Sene 2014. Aralık ayındayız, hatta son günleri... Bıkkınım, yorgunum, birtakım problemler havada uçuşuyor. Her şey küçük, saçma bir kısır döngü... Her zamanki gibi sırf ses olsun diye televizyon açık. Kanalın tekinde kalmışım, reklamlar dönüyor. Odadan çıkmak için hızlıca televizyonun önünden geçiyordum ki cümleler kulağıma dolmaya başladı. Durdum. Geri döndüm televizyonun dibine sokuldum. Çok sevdiğim bir kadın oyuncu, yüzüne dünyadaki bütün hüznü toplamışlar sanki. Ama en çok da içimi söyledikleri titretti.

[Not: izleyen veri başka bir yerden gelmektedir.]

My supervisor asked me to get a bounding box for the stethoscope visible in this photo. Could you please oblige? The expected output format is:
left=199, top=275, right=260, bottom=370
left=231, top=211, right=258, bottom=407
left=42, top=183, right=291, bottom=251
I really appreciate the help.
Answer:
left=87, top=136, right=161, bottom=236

O sözler, o gözler, o çaresizlik yüreğime dokundu. Tutunamamışlık sezdim, bir dert sezdim. Bir şeyler anlatma derdindeydi dizi. Çok uzun zaman sonra bu zamazingodan çıkan bir şey beni etkilemişti. Belki on numara beş yıldız bir tanıtım değildi ama içimdeki taşları oynatmıştı bir kere. Sonra diğer tanıtımlar geldi, hepsini dikkatle izledim. Vardı bir şeyler, biliyordum. İçimde bir poyraz esecekti. Nitekim öyle de oldu.
2016’nın son günleri. Bu yılın son Poyraz Karayel’ini izledik. Ve özellikle bu bölümü izlerken kendimi yine o televizyonun dibine sokulduğum yerde buldum. İki sene öncesiyle farklı bir ben ama aynı duygular. “
Değişmeyen tek şey değişimin kendisidir.” demiş Herakleitos. Poyraz Karayel’in hissettirdikleri asla değişmedi. Bazı şeyler bir kere yüreğinize dokunduysa o dokunuş orada kalıyor çünkü.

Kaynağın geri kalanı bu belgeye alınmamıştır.